30 June, 2018
We have seen and read a lot about making wills. Wills are mostly made to ensure that all your assets, in whatever form is attended to, when you are no longer there. However, there is one aspect that is usually missing in the wills, where we are concerned. In the Western countries, people have started incorporating this into their will as well. So, what is this missing aspect, that we do not think about? Spare a thought and wonder what happens to your emails and social media accounts, once you are no longer there. Does anyone else in your family have to access to these things? Can it be handled ably by someone or can someone misuse it in your absence? This is why the digital aspect of your life also needs to be brought into the picture while making your will.
What is a digital legacy?
Digital legacy includes all your digital assets; it could be emails, social media accounts, blogs, any digital music, videos or subscriptions that you have purchased, or even cloud storage and digital lockers that you may have. Considering that we are now living in a highly digitised society, it’s highly unlikely, that you may not have any of these. Hence, it is important to consider these and make a note of all these in your will.
What can be done?
If you have social media accounts, then you may choose to delete the account, or your loved ones can keep it for memory’s sake. Facebook, for example, provides the authorised relatives with these options. So, you may, in your will choose to say what you want to be done with your account. Mention that you either want it deleted or appoint someone from the family to monitor it. Memorializing the account could be one way for the legal heirs to keep your memories alive.
Instagram too provides users with the same options as deleting the account or memorialising it, with necessary proof of death. In fact, in many western countries, the laws demand that you mention these in your will. Similarly, note down all your email as well as any other online accounts that you may have and spell out what needs to be done with it.
If you have online games, music or video subscriptions, then that too needs to be accounted for in your will. This may take some time, as we may not realise what all we have stored away digitally. Hence, it’s best to take time out and sit down and make a note. Understand the options that the platform provides for after death and make suitable choices in your will. Email providers like Google and Yahoo too, have policies for this that need to be explored and understood.

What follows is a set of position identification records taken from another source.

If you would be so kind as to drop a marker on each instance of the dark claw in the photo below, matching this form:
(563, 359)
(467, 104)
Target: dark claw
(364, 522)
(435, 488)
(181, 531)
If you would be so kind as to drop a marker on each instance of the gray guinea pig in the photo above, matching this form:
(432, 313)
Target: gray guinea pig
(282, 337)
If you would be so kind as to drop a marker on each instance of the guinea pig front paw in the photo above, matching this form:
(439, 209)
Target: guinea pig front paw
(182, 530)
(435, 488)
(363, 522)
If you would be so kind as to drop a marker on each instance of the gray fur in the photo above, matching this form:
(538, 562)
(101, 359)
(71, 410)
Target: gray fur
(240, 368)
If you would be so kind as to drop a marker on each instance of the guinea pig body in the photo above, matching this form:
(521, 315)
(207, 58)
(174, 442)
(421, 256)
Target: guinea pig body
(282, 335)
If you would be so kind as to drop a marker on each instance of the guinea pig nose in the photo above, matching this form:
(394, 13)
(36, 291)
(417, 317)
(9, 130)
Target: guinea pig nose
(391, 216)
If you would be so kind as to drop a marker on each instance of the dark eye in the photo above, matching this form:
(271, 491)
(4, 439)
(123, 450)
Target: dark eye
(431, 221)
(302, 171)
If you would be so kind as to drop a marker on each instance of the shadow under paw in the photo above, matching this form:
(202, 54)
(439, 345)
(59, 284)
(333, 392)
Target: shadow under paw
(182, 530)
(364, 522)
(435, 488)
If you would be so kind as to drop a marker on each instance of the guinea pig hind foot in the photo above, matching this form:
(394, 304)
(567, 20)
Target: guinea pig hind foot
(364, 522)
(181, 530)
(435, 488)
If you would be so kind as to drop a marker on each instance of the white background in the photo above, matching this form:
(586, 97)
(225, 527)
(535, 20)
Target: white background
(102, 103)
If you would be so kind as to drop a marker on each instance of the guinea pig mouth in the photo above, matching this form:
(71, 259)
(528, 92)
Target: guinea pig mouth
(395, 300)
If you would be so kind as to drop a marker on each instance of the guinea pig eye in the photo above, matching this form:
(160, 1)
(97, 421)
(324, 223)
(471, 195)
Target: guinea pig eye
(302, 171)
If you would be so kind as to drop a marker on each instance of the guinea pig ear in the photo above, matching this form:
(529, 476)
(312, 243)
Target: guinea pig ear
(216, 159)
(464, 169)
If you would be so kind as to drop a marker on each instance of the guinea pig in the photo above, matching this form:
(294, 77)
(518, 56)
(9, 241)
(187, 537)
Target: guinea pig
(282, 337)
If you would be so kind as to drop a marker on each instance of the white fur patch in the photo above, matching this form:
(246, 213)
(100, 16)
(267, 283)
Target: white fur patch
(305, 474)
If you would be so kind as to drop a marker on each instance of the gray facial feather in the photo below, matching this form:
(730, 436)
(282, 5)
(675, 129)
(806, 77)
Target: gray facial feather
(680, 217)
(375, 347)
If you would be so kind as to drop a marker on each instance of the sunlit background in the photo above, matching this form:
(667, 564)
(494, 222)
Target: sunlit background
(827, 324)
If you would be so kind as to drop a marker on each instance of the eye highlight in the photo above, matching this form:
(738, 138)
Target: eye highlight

What is the situation in India?
In India, as per a Supreme Court lawyer who has helped a few people make digital wills, this topic is not very popular, and there is very little awareness. Also, the Indian Succession Act does not cover these as part of it. The one place where the matter is clear is the Income Tax Department, which authorises the legal heir to file returns for the deceased with necessary proof.
According to another lawyer who handles Intellectual Property, the digital stuff too gets passed on to the legal heir, though not covered as such in any law. However, if there are lots of stuff and important, priceless or costly, and multiple contenders as legal heirs, then issues may crop up. Hence, it is always better to get the digital legacy will done, so that there are no complications or surprises for your legal heirs, after your death.